C: Assignments Day 2¶
Today we have several problems for you to tackle. Parts should look and feel familiar from Day 1, though we will add more features as we go.
Problem 1: DGEMM¶
Navigate to /assignments/C-Day2/matMul. Instead of a single file, there are multiple files. One of these files, BlasDGEMM.c, invokes the BLAS dgemm function and requires that the application be linked to the BLAS library. Compiling and linking the applications would require you to find the path to the blas libraries. In addition the multiple .c files would require multiple compilation commands. Compiling this version requires multiple steps:
gcc myDGEMM.c -c
gcc blasDGEMM.c -c
gcc matMul.c myDGEMM.o blasDGEMM.o -lm -/pathtoblaslibrary -o matMul
And you can run the executable as
./matMul
Imagine doing this for many more files, usually tens to hundreds. That would be painstaking and inefficient and very error prone. Software engineers developed several tools to simplify and automate the compile process. One of those tools is cmake, a member of the make family of tools. You find a configuration file names CMakeList.txt in the source folder. The configuration file is a plain text file, so you can and should check out how it is written.
The compile process now becomes
1. a configuration step - done only once or every time you are adding a file to the project. Inside the source folder, execute
$ mkdir build
$ cd build
$ cmake ..
$ cmake --build .
This will check your system for compilers and other development tool and create a Makefile in each source folder.
Note
Placing the compile files into a build folder makes cleanup easier: simply delete the entire build folder when done. It can be regenerated easily using the above procedure.

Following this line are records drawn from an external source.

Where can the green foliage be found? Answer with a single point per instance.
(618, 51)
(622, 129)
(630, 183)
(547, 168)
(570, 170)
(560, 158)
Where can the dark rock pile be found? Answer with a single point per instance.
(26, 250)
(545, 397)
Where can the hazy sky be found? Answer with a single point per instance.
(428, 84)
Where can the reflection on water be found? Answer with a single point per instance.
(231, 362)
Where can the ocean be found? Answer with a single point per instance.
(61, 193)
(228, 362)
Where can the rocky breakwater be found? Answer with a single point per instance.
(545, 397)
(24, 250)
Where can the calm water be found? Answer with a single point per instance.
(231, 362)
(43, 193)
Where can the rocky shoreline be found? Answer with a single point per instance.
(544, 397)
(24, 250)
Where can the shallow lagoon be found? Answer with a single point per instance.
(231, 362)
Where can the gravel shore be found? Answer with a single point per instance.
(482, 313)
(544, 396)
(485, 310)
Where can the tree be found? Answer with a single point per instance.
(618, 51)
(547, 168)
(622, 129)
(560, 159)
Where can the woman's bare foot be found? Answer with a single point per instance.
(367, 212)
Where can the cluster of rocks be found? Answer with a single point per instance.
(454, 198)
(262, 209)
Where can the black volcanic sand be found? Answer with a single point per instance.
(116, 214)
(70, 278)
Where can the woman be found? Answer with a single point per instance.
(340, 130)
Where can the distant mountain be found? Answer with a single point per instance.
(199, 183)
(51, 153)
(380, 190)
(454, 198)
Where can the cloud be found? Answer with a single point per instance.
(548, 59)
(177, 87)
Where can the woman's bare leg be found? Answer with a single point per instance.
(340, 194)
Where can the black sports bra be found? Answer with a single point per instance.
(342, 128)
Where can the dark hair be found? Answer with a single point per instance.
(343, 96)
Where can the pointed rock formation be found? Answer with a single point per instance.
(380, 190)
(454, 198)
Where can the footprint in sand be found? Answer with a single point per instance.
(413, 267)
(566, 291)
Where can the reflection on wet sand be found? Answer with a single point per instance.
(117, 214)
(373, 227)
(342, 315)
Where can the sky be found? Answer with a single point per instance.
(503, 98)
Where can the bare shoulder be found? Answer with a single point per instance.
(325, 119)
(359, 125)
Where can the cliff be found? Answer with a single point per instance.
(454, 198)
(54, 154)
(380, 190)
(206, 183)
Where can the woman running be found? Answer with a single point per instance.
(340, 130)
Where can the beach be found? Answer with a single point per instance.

2. From now on, every time you make changes to any of the files within your project, simply type
$ cmake --build .
to recompile all portions necessary and link all parts to one executable. That process remains exactly the same regardless of the number of files in your project. Give it a try and see how convenient this is especially for projects provided by somebody else.
Now that you can compile the matMul application, you will find it does not work! You are required to fix the matMul.c program to allocate memory for the A, B, C and C1 arrays. These arrays are double arrays to hold square, n by n, matrices that are required to be stored in column major order. Some code is required lines 29 through 32. You should also throw in 4 lines ariund line 59.
1#include <stdio.h>
2#include <stdlib.h>
3#include <math.h>
4
5extern void myDGEMM(int n, double *A, double *B, double *C);
6extern void blasDGEMM(int n, double* A, double* B, double* C);
7
8void fill(double* p, int n) {
9 for (int i = 0; i < n; ++i)
10 p[i] = (double)rand() / (double)RAND_MAX ;
11}
12
13/* The benchmarking program */
14int main(int argc, char** argv) {
15
16 if (argc != 2) {
17 printf("Correct usage: app matrixDimension?\n");
18 exit(0);
19 }
20
21 // get matrix size
22 int n = atoi(argv[1]);
23 n = fabs(n);
24 if (n == 0)
25 n = 10;
26
27 int result = 0;
28
29 double *A = 0; // << SOME CODE HERE
30 double *B = 0; // << SOME CODE HERE
31 double *C = 0; // << SOME CODE HERE
32 double *C1 = 0; // << SOME CODE HERE
33
34 if (A == 0 || B == 0 || C == 0 || C1 == 0) {
35 printf("NO MMEORY ALLOCATED FOR ARRAYS\n");
36 exit(0);
37 }
38
39 fill(A, n * n);
40 fill(B, n * n);
41 fill(C, n * n);
42
43 for (int i=0; i<n*n; i++)
44 C1[i]=C[i];
45
46 blasDGEMM(n, A, B, C);
47
48 myDGEMM(n, A, B, C1);
49
50 // check they are the same .. take into account there will be differences due to roundoff
51 for (int j=0; j<n*n; j++) {
52 double diff = C1[j] - C[j];
53 double error = fabs(diff/C[j]);
54 if (error > 1e-10) {
55 result = 1;
56 }
57 }
58
59 // GOOD PRACTICE TO PUT 4 LINES of CODE HERE
60
61
62 printf("%d\n", result);
63 return 0;
64}
After fixing the matMul.c file, you need to edit the myDGEMM.c file and place in their code to perform the matrix-matrix operation: C = C + A * B;
1const char* dgemm_desc = "Naive, three-loop dgemm.";
2
3/*
4 * This routine performs a dgemm operation
5 * C := C + A * B
6 * where A, B, and C are lda-by-lda matrices stored in column-major format.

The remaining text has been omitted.